Composability through multiple inheritance¶
Original Polish Title: Kompozycja poprzez wielokrotne dziedziczenie
note:: Talk is in English, but title and description were in Polish
by Łukasz Langa
Description¶
Jednym z momentów zwrotnych w historii było wprowadzenie produkcji półfabrykatów. Poprzez tworzenie prostych komponentów, które integruje się później w złożone produkty, producenci są w stanie budować szybciej i taniej, osiągając lepszą jakość. W tej opowieści programisty o sercu inżyniera opisuję, jak używam mechanizmu wielokrotnego dziedziczenia dostępnego w Pythonie, by realizować tę rzeczywistość przemysłową w kodzie źródłowym. Przykłady bazują głównie na Django, jego ORM, formularzach i klasowych widokach. Jednakże zasady, które opisuję, są ogólne. W trakcie wykładu wspominam o sposobach implementacji komponowalnych modeli abstrakcyjnych, a także mixinów do formularzy i widoków. Tłumaczę, jak to podejście tworzy czytelne i zarządzalne idiomy, wraz z ich plusami i minusami. Zakończę podsumowując moje doświadczenia z próbą stworzenia biblioteki ściśle reużywalnych komponentów.
This is a talk on composition
Act I: Exposition¶
- You can use legos to build small things and yet also to build big things.
- Lego blocks do have the composability feature
- To make components work, you need to have a framework that embodies compositionality.
- UNIX pipes are a good example:
- Composition isn’t a science, it’s an art
- Programming done well is art. Programming done badly is trash
- Jamie Zawinksi: You can have a string that describes things accurately, or you can have a string that describes things accurately with flair
Note
According to Lucasz, the owner of Lego stole the invention from someone else and patented it, and made a fortune. The actual inventor died of grief.
Act II: Rising Action¶
- If you use old-style style classes, you’re going to have a bad time.
MRO¶
>>> class A(object):
pass
...
...
>>> A.mro()
[<class '__main__.A'>, <type 'object'>]
Thoughts on the diamond problem¶
>>> class A(object): pass
>>> class B(object): pass
>>> class AB(A,B): pass
>>> class BA(B,A): pass
>>> class C(D, AB): pass
>>> class D(A): pass
Python has a definition of how to resolve the diamond problem in multiple inheritance.
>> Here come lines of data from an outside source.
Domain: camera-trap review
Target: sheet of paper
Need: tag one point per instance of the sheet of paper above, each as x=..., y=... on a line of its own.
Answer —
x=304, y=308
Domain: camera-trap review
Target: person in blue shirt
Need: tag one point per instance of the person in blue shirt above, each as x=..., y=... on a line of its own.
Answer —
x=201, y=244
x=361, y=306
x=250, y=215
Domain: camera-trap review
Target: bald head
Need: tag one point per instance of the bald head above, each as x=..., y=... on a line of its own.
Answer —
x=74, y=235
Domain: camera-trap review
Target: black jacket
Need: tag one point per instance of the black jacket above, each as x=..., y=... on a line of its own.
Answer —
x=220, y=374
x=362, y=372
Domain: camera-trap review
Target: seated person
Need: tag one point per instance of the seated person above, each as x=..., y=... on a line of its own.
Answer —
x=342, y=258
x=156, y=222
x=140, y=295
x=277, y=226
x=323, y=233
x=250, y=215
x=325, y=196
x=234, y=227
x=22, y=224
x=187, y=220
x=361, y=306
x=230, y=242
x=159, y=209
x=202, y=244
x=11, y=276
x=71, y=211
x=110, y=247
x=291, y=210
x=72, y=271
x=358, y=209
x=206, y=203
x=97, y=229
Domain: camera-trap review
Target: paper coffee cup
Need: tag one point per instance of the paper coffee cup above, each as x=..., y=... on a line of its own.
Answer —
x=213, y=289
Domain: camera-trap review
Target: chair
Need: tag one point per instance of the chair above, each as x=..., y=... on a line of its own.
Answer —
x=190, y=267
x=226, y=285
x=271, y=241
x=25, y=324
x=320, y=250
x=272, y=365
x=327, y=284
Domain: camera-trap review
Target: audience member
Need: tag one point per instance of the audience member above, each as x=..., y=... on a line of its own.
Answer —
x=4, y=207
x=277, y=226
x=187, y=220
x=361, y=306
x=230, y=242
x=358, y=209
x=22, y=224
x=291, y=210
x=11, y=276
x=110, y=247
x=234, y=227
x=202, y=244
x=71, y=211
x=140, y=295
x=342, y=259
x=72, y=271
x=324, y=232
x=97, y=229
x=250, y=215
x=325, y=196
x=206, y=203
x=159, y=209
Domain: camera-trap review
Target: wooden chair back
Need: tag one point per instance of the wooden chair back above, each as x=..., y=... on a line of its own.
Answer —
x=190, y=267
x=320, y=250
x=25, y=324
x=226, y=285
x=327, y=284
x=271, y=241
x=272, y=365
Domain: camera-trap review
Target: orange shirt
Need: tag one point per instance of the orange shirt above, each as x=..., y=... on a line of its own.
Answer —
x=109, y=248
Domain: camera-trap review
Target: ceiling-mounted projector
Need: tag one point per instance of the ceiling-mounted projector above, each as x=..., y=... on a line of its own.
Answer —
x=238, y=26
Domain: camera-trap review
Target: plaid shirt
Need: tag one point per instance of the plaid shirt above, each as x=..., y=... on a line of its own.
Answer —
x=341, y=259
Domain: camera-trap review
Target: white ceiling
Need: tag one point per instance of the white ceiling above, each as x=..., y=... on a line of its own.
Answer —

- Python has cooperative inheritance
- In our example, you have to carefully watch how things are constructed
Super was designed to solve this problem¶
But it failed. It’s only useful in limited cases and can fool you.
class D(A):
def __init__(self):
super(D, self).__init__(arg_a='d')
- Don’t omit super(c, self).__init__() even if your base class is object
- Don’t assume you know what arguments you are going to get
- Dont’ assume you know what arguments you should pass to super
Warning: If you mix ClassName.__init__() and super your are going to have a bad time.
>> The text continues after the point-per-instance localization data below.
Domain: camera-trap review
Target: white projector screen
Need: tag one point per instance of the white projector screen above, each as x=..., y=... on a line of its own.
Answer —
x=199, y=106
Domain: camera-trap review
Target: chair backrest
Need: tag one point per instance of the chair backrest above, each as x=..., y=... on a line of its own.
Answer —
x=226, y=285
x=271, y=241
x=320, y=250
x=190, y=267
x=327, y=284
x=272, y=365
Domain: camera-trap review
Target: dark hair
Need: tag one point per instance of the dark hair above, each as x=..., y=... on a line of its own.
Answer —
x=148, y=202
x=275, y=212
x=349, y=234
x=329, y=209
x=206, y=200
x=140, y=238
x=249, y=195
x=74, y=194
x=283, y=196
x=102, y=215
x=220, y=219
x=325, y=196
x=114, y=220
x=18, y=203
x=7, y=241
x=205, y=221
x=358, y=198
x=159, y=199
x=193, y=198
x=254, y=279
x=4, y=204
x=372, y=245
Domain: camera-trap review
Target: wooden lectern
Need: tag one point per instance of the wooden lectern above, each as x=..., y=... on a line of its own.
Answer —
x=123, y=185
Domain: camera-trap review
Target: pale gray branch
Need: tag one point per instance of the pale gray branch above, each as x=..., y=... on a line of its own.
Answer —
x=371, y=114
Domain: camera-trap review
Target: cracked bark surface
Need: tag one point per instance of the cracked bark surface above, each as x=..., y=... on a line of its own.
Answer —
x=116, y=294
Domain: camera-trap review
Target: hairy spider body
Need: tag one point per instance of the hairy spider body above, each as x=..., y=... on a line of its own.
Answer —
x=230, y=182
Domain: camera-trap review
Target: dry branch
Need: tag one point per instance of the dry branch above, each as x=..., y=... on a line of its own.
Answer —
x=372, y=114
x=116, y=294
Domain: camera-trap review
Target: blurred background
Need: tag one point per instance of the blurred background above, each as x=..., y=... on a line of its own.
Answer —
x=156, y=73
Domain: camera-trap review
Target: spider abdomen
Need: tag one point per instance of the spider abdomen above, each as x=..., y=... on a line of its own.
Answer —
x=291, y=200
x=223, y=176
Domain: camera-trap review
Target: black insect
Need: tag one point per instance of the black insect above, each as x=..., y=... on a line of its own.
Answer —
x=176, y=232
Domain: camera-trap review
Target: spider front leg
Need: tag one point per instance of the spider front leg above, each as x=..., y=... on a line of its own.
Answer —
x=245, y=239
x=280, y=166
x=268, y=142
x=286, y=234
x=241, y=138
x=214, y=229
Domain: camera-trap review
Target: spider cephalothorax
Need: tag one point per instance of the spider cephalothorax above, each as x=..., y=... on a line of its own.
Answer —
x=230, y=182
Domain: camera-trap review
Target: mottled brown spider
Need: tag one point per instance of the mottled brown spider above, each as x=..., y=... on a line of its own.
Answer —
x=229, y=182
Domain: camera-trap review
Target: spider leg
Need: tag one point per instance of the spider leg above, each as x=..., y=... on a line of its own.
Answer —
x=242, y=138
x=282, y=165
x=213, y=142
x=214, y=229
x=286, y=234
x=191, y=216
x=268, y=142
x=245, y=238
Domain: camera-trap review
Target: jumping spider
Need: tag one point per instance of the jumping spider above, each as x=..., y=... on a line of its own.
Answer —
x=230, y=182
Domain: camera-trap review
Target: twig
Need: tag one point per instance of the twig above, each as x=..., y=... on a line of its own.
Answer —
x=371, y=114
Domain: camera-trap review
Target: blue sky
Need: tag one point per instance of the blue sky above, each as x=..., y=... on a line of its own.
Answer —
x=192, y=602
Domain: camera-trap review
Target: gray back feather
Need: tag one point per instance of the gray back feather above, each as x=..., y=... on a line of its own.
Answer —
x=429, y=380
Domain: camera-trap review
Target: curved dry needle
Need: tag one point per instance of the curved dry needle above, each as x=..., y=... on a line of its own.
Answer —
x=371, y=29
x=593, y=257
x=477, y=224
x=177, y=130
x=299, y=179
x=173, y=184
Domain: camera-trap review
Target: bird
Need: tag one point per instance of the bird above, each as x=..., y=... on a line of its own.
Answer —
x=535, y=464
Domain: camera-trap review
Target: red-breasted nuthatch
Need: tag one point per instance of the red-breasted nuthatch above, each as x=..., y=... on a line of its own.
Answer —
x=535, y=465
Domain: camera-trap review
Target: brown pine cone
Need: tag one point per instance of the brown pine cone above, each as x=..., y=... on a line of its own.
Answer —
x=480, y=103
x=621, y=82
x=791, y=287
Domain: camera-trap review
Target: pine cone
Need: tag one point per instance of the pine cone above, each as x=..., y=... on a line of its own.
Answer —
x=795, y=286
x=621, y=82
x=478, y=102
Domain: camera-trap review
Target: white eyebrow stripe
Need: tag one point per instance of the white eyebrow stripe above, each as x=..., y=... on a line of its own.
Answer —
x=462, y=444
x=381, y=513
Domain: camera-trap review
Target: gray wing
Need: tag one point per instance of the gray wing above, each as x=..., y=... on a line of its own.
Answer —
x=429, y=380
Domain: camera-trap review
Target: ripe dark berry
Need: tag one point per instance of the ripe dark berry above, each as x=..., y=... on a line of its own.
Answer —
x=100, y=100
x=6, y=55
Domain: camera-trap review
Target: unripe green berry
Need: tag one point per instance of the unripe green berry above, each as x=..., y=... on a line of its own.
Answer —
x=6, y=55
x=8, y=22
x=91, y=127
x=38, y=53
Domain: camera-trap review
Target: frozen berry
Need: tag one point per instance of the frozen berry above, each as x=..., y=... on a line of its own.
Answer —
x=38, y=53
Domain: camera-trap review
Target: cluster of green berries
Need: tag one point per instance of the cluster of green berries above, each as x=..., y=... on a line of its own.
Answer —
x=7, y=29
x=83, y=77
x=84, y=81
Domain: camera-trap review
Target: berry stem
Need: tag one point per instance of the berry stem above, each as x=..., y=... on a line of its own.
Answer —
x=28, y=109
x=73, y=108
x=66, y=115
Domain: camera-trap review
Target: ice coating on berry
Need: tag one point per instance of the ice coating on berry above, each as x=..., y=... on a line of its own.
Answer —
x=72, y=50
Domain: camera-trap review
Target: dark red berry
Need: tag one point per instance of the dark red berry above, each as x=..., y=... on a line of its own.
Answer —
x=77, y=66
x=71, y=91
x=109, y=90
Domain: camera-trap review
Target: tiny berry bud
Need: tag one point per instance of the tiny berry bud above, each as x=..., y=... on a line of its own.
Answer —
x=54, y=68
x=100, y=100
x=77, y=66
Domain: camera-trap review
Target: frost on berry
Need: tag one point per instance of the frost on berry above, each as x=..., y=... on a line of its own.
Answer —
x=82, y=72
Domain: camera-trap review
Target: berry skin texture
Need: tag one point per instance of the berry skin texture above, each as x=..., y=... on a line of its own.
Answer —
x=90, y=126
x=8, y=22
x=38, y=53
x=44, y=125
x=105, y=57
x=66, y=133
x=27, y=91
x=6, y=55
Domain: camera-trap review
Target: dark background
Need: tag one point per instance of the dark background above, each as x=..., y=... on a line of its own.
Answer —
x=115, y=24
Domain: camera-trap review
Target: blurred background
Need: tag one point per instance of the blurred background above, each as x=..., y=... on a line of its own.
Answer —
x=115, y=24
Django ORM as a diamond pattern case study¶
Problems: If you have a diamond pattern in Django it causes duplicate fields
breaks the Liskov substitution pattern
Example https://github.com/ambv/kitdjango/blob/master/src/lck/django/common/models.py
- TASK: Check out what happens when you add TimeTrackable and something else from this file. You will apparently get duplicate fields.
Act III: Example¶
Use base classes in Django models is a good way to have easily maintained code. Examples:
EditorTrackable is a Model base that handles not just who can edit data, but also handles cascading deletes elegantly.
TimeTrackable is a model that tracks when something was created/deleted. Includes the following:
- Created
- Modified
- cache_version is an field that tracks which cached version is being displayed
By composing his models on many projects via Abstract Models, he can test each reused abstract model extensively and repeatedly.